Arguing that avant-garde art was “behind the times,” Marxist historian Eric Hobsbawm pointed out that motion pictures appeared on the sociocultural scene at roughly the same time as Cubism did in the early twentieth century, but that cinema’s “techniques of multiple perspective, varying focus, and tricks of cutting”—bringing the awareness that different aspects of an object could be seen at the same time—were derived from, and an elaboration of, filmic innovations. The movies, Hobsbawm argued, are a more sophisticated and communicative form of art by dint of their technological ingenuity, well beyond anything that “advanced” painting could ever offer. Like Buridan’s ass, Tim Wilson seems stuck in a situation of undecidability: “Between Either and Or,” as the title of his exhibition at Nathalie Karg Gallery implies; that is, either film or painting. Though he’s chosen the latter as his medium, the subject matter of the lovely, moodily rendered works in this show was all derived from film stills.
Wilson’s paintings—all oil on paper mounted on linen stretched over panels—were modestly sized: None were taller than two feet, and the majority of them were roughly twelve inches wide. Each one either depicted a regal atmospheric still life or provided a glimpse into some uninhabited but marvelously furnished interior. Perfume (all works cited, 2021) is a portrayal of a desolate-looking dressing table in an airless room, bathed in satiny oranges, golds, and umbers. Atop the vanity sit a menagerie of scents and an eerily sentinel-like mirror. Stairway Ipresents a rather baroque version of the titular architectural feature. The steps are upholstered with crimson carpeting, and the elaborately carved newel at the stairwell’s entry is crowned by a heavy ormolu lamp. Perhaps the image is based on a scene from an old Hammer horror film or on some weepy eighteenth-century period piece.

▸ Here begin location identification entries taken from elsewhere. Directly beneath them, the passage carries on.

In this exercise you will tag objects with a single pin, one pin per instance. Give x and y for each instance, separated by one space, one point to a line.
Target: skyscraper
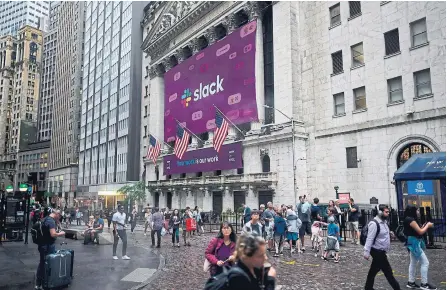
16 14
48 75
111 96
64 147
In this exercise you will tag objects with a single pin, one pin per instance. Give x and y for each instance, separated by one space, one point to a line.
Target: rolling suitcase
58 269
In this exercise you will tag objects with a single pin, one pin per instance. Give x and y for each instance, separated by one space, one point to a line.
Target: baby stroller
317 237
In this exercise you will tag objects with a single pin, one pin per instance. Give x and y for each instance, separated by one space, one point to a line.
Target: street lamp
293 148
336 191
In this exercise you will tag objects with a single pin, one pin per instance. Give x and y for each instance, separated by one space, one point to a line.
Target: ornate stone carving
210 35
229 23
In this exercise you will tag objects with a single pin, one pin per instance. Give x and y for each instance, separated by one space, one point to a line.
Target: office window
392 42
422 83
351 157
335 14
359 98
418 32
395 92
339 104
337 62
355 8
357 55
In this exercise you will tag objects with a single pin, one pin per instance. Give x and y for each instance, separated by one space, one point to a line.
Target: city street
183 268
94 267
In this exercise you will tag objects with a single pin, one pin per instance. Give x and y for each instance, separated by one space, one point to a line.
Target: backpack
364 234
37 233
400 234
222 281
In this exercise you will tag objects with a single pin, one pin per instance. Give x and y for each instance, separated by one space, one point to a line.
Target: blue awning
426 166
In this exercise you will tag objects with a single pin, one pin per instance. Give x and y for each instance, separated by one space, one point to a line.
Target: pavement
183 268
94 268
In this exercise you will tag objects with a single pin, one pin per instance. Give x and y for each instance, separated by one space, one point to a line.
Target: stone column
254 11
156 99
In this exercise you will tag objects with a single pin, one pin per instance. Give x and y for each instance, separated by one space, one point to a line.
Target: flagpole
160 139
229 120
188 130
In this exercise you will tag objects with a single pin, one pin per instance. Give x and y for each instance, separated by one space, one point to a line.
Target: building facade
47 92
110 112
363 82
64 151
20 79
16 14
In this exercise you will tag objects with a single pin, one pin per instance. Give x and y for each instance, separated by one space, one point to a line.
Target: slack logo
208 90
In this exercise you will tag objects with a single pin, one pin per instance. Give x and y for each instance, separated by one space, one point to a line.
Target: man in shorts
353 219
268 217
303 210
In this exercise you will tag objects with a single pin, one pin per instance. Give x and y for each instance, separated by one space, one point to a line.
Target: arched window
410 150
266 163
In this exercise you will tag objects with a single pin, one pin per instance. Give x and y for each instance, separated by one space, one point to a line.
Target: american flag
154 149
181 142
221 131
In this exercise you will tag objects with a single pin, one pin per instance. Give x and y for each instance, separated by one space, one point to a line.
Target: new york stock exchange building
307 104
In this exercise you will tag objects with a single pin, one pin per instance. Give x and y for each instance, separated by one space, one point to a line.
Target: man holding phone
119 231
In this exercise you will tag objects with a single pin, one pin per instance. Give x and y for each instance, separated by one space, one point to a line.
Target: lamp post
336 191
24 188
293 148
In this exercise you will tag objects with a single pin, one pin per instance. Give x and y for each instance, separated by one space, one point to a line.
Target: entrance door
239 199
217 202
265 196
157 199
169 200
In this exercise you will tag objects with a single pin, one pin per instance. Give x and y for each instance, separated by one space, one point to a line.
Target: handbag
206 265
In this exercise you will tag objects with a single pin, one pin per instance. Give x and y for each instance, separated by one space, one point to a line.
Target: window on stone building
269 92
339 104
265 163
392 44
395 92
422 83
337 62
360 98
351 157
357 55
418 32
335 14
355 8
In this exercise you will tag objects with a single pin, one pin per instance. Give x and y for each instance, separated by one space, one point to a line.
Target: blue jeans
44 250
424 268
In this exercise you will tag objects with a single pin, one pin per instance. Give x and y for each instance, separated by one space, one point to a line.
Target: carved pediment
172 18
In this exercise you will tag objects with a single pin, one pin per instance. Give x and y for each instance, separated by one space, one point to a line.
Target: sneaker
412 285
428 286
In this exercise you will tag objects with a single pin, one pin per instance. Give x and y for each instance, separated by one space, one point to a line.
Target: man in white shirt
119 231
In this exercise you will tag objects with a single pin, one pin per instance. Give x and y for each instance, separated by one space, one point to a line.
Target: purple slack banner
205 160
223 75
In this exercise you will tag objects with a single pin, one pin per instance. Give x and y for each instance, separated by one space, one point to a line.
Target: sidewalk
94 267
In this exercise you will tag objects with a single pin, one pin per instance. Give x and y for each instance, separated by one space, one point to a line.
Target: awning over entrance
426 166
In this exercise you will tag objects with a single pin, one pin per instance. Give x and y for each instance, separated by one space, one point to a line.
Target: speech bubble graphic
233 114
234 99
177 76
200 55
211 124
172 97
223 50
197 115
248 29
247 48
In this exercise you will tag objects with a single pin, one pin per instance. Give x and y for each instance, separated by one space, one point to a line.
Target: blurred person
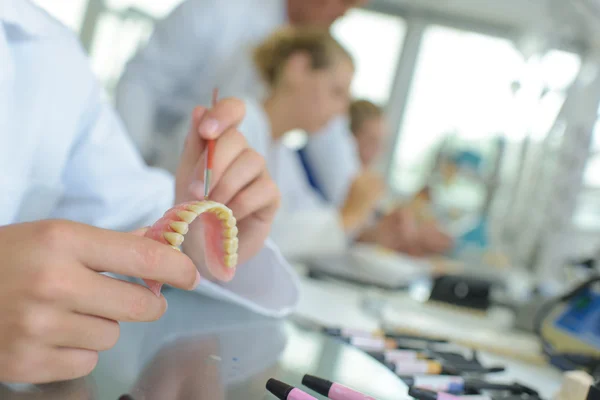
368 126
204 44
73 190
403 229
309 75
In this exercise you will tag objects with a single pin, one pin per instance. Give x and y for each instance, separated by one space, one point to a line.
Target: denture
220 236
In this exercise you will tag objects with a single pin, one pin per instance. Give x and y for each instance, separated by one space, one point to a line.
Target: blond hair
361 111
270 57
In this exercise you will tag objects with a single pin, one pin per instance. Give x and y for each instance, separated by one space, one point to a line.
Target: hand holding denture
58 311
234 224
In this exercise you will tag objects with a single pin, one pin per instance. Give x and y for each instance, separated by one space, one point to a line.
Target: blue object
467 159
309 173
476 237
581 319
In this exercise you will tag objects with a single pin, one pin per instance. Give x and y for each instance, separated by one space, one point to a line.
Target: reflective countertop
207 349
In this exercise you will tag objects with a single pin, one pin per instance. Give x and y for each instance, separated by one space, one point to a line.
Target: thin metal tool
210 150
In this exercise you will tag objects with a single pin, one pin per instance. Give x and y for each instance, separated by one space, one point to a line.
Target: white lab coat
64 154
305 225
204 44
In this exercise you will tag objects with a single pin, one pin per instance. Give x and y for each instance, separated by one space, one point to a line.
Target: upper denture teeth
230 232
231 245
173 238
198 208
230 222
180 227
187 216
231 260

An air of luxury pervades all of Wilson’s pictures. His chambers are high-class personages in their own right—their lonely appointments eternally in place and immovably dignified. The spectator is an honored guest, a transient yet implicit presence, in each setting. Wilson invites us into his regal compartments by way of their hues and grandeur: Sundry mirrors wait for us to appear in them, bottles of recherché fragrances demand to be worn, and the paintings within Wilson’s paintings ask that we carefully scrutinize them, too. If art offers us the illusion of what historian Sigfried Giedion calls “the eternal present,” then Wilson’s work places us (or, rather, abandons us) there. The temporal space of a Wilson painting offers up a specious present or a “short duration of which we are immediately and incessantly sensible,” as philosopher William James would say.
Wilson uses film stills the way portrait painters use faces—as excuses for making a picture. The artist is giving us access to his inner life, just as portraitists offer us theirs when they projectively identify with their subjects. Wilson’s tableaux also set the stage for the sensuous soft-focus handling of his chosen medium; he eschews the glossy hyperchromatic facture of film, the warts-and-all vividness of HD digital. His oils seem antique, otherworldly. I believe he is, in certain ways, subverting film by appropriating it—for him, the effort involved in making a painting is more to the artistic point than all the technical wizardry and logistical drama that come with the creation of a cinematic work. Like Pierre Bonnard and Édouard Vuillard, Wilson is drawn to intimate spaces, private scenes of the good life far from the public eye. That he is a romantic rather than a realist is confirmed by the fact that his objects are emblematically marvelous—bouquets of flowers, brocade wallpapers, and all those mirrors. Wilson’s images show the expressive, evocative power of paint and color when applied with exquisite subtlety—something the naively materialistic Hobsbawm would have never understood.